Originally recorded in Nashville in 1959 by Lefty Frizzell and produced by Don Law, it reached #6 on the U.S. Country chart. The song was written by composer and singer Danny Dill with Marijohn Wilkin in a folk music style in 1959. Wilkin also played piano on the original recording by Frizzell.
The writers later stated that they drew on three sources for their inspiration: Red Foley's recording of "God Walks These Hills With Me"; a contemporary newspaper report about the unsolved murder of a priest; and the legend of a mysterious veiled woman who regularly visited Rudolph Valentino's grave. Dill himself called it an "instant folksong".
The song was a departure from Frizzell's previous honky tonk style and was a deliberate move toward the current popularity of folk-styled material and the burgeoning Nashville sound.
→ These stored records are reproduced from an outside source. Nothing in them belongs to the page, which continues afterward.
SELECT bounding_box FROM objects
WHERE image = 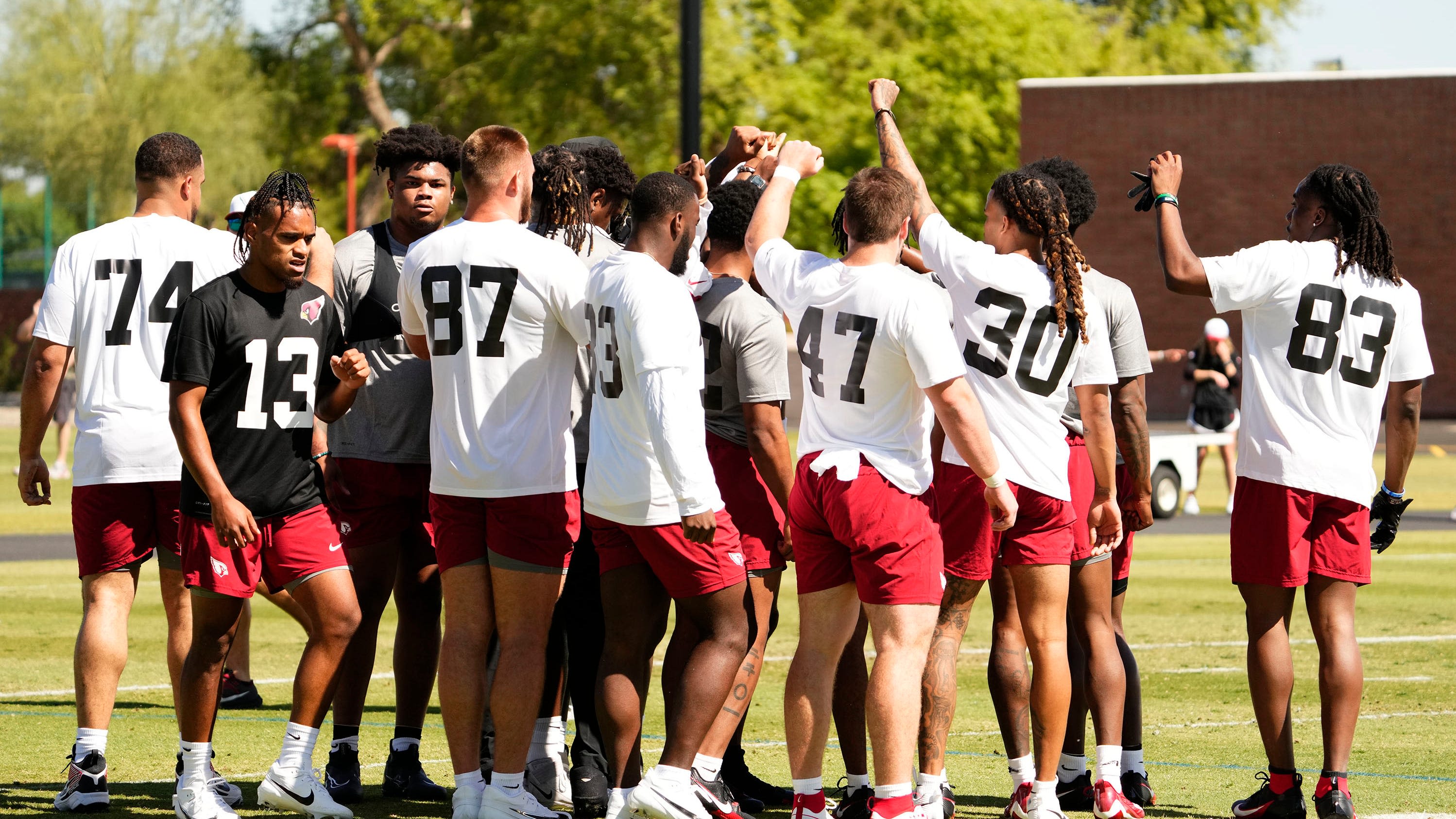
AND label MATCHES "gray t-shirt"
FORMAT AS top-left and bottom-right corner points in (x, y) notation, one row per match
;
(329, 220), (432, 464)
(1062, 271), (1153, 435)
(696, 276), (789, 446)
It has become a 'standard' and has been covered by a variety of artists in country, folk and rock styles. It appeared on landmark albums by Johnny Cash and The Band in 1968 (see list below), and charted again in 1999 with the Dave Matthews Band, who performed the song live with Emmylou Harris at a Johnny Cash tribute concert. Early in her career, Joan Baez incorporated the song into her live repertoire, and recorded it twice (see list below). The song was performed by Bruce Springsteen on his 2006 Seeger Sessions Band Tour. The chorus is frequently sung by Bruce Hornsby during live performances of his song White Wheeled Limousine.